Alex ran outside when he heard the ambulance pull up. The old woman was kneeling with the dog beside the fractured cross, singing a quiet hymn. Captured beneath the wooden beam, the boy lay still amongst the crushed daffodils and violets. There was a ragged tear along one side of his forehead, just beneath the hairline, where blood blossomed and dripped down his cheek and across the bridge of his nose like a tear.
Alex perched on the hood of his car, feeling sick. “I gotta lay off the shit,” he muttered, rubbing his pounding temples. “A fucking kindegardner. Jesus.”

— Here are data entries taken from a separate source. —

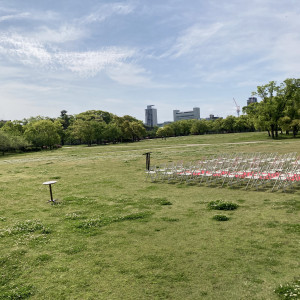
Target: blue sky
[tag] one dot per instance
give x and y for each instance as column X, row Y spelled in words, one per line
column 120, row 56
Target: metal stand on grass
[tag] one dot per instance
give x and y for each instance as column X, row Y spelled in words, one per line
column 51, row 196
column 147, row 160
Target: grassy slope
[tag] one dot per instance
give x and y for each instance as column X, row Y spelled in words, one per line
column 172, row 251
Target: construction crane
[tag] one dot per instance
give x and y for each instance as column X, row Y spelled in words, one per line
column 237, row 108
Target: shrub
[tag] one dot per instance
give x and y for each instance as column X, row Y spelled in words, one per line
column 220, row 218
column 222, row 205
column 289, row 290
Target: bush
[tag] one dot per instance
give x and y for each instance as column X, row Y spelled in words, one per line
column 222, row 205
column 289, row 290
column 220, row 218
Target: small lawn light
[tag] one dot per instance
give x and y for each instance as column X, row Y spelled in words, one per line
column 147, row 160
column 50, row 183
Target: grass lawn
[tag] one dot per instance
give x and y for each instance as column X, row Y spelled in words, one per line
column 114, row 235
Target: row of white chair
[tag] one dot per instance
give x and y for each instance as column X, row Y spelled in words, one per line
column 256, row 170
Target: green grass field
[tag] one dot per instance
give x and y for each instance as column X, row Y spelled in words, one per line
column 114, row 235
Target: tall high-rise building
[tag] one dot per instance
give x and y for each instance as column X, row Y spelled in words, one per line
column 150, row 116
column 186, row 115
column 251, row 100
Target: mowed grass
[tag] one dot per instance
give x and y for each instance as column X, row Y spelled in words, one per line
column 113, row 235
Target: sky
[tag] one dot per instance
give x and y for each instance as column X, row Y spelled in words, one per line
column 120, row 56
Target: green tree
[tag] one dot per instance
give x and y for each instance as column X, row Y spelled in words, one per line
column 112, row 133
column 9, row 142
column 43, row 133
column 199, row 127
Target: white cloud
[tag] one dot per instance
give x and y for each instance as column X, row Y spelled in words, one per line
column 193, row 38
column 64, row 33
column 14, row 16
column 32, row 52
column 133, row 75
column 90, row 63
column 27, row 51
column 105, row 11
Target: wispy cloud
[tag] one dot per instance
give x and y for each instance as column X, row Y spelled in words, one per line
column 90, row 63
column 193, row 38
column 87, row 63
column 105, row 11
column 62, row 34
column 14, row 16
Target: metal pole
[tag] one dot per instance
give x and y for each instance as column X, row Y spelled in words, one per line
column 51, row 193
column 147, row 160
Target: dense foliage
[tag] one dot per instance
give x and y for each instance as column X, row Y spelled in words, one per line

A woman in a flowered dress raced across the lawn, holding her white hat to her head. When she saw the paramedics clustered around the boy, she burst into tears.
“I’ve been looking for him everywhere,” she blubbered.
“Are you the boy’s mother?” a paramedic asked.
“Yes,” she gasped. “Is he all right?”
“Well, it looks like that cross took the blunt of the blow. He may have a concussion and some internal injuries, but he’s coming around.”
“Momma?” Tanner whimpered from the stretcher.
“Thank God,” Mrs. Johnson said, grabbing his sticky daffodil fingers. “How are you feeling, honey?”
“My head hurts a lot,” Tanner complained. “And I’ve got flower juice all over me. I’m going to smell like Clara.”
The paramedics laughed. “You sure are one lucky fellow,” one said to Tanner. “Without that cross, you could be dead.”
“You’re one who can truly say he was saved by the cross!”
As the ambulance drove away, carrying Mrs. Johnson and her son, the church doors opened, spilling the congregation onto the sparkling lawn.
“Is everything all right?” the minister asked, standing like a balding disciple in his white robe.
“There was an accident,” Minnie explained, wiping her eyes with a handkerchief. Josephine whined.
“Why Ms. Minnie,” the minister said. “How good to see you again! I hope no one was injured?”
“A little boy from your congregation was taken to the hospital, but I think he’s going to be all right. A little boy named Tanner?”
“Oh yes, Tanner Johnson. Is he all right? What happened?”
“This young man here swerved onto the curb and hit him,” Minnie said, pointing toward Alex, who was slouching by his damaged car. “If the cross hadn’t gotten in the way, that little boy could have been killed.”
“Saved by the cross, eh?” the minister chuckled. “Well I’m glad our religion is of some service.” The minister peered at Alex. “Is that Alex Heid?”
“Yeah,” Alex admitted reluctantly, scuffing the curb with his shoe.
“It’s nice to see you again, Alex. How are you?”
“I’m fine.”
“What happened here?”
“Ah, I was heading to work and spilled some coffee on myself,” Alex explained sheepishly, looking down at the stain on his shirt. He didn’t mention the hangover. “But Mrs. Johnson said she won’t press charges, so I’m free to go.”
“Good, good,” the minister nodded his head. “ Your mother is inside. Would you like me to fetch her?” He looked eager.
“Nah. Listen Father, I really got to get to work.”
“Well all right, Alex. I’ll tell your mother you stopped by.”
“Thanks,” Alex said, hovering with his hand to the door of his car.
“Give me a call when you’re ready to be saved!” the minister called cheerily. “Happy Easter!”
Alex turned and gave him a weary smile. “Happy Easter, Father.” He got into the car and put it into first gear, flicking a meandering black ant off the stick. Through the cracked windshield he could see the remains of the cross. “Saved by the cross,” he repeated. “Jesus Christ.”  Then he drove to work.